In the Appalachian region, plows are still used on some rural farms. It is not uncommon to see very steep land, not tillable by mechanical means due to the threat of causing the vehicle to roll, being ploughed with one horse or mule and a "hillside plough". The hillside plow has the advantage of being easily and quickly switched from turning the soil to the left, to turning the soil to the right, and back and forth. When the farmer gets to the end of the row and the draught animal has completed the turn back to plough the next row, the plough is lifted just enough to clear the soil, a manual lever is depressed, and the plough blade itself can be swung back under the plough where it clicks into place into the opposite configuration. This saves the animal's strength by allowing the plough to always turn the soil downhill, which makes for easier pulling. The hillside plough is only good for use on steep hillsides with easily tillable soil, due to its light weight, which allows the farmer to do the lift and switch procedure at the end of each row.
 Steam ploughing
The advent of the mobile steam engine allowed steam power to be applied to ploughing from about 1850. In Europe, soil conditions were too soft to support the weight of the heavy traction engines. Instead, counterbalanced wheeled ploughs, known as "balance ploughs", were drawn by cables across the fields by pairs of ploughing engines.

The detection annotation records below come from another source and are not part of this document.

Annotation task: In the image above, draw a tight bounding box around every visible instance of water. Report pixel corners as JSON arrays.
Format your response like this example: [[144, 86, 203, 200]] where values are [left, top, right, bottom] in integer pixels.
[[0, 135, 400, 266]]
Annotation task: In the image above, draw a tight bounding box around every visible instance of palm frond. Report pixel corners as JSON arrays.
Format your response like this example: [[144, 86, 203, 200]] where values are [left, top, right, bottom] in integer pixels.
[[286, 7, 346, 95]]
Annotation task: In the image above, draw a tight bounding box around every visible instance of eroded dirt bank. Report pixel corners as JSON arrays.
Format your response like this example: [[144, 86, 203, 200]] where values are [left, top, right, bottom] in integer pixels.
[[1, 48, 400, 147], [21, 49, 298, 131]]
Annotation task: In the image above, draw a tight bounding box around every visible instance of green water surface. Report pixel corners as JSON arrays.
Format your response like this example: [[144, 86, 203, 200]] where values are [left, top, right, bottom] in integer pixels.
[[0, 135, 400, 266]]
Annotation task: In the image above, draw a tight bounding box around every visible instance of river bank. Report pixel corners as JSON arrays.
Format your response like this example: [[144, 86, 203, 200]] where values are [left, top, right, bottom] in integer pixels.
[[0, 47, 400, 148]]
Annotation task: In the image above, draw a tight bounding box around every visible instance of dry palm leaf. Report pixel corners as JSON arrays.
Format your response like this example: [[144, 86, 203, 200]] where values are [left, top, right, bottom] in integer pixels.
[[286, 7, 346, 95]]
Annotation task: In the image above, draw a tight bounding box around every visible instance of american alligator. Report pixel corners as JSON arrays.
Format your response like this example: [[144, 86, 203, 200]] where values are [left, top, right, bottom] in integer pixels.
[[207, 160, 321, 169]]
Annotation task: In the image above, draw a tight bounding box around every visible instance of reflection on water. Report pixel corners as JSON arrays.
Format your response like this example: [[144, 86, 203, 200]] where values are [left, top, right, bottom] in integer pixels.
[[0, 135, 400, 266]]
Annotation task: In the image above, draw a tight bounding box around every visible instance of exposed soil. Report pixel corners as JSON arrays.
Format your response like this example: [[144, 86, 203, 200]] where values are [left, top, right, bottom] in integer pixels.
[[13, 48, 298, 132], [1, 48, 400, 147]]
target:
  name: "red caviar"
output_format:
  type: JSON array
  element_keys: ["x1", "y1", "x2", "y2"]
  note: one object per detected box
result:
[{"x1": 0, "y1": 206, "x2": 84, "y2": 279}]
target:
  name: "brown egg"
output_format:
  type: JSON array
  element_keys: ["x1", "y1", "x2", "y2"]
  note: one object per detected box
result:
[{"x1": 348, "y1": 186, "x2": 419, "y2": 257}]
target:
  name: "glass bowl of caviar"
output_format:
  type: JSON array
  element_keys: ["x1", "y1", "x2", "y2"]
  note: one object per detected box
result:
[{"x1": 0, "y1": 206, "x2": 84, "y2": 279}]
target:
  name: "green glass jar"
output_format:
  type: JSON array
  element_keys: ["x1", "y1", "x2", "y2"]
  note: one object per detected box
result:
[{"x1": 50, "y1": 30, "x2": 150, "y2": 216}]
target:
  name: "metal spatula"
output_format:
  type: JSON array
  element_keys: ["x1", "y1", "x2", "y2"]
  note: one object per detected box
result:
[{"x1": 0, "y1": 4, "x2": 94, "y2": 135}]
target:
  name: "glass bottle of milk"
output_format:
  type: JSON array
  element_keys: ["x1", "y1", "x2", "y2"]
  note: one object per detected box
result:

In America the firm soil of the Plains allowed direct pulling with steam tractors, such as the big Case, Reeves or Sawyer Massey breaking engines. Gang plows of up to fourteen bottoms were used. Often these big ploughs were used in regiments of engines, so that in a single field there might be ten steam tractors each drawing a plough. In this way hundreds of acres could be turned over in a day. Only steam engines had the power to draw the big units. When gas engines appeared, they had neither the strength nor the ruggedness compared to the big steam tractors. Only by reducing the number of shares could the work be completed.
 Stump-jump ploughs
The Stump-jump plough is an Australian invention of the 1870s, designed to cope with the breaking up of new farming land, that contains many tree stumps and rocks that would be very expensive to remove from paddocks. The plough uses a moveable weight to hold the ploughshare in position. When a tree stump or other obstruction such as a rock is encountered, the ploughshare is thrown upwards, clear of the obstacle, to avoid breaking the plough'd harness or linkage; ploughing can be continued when the weight is returned to the earth after the obstacle is passed.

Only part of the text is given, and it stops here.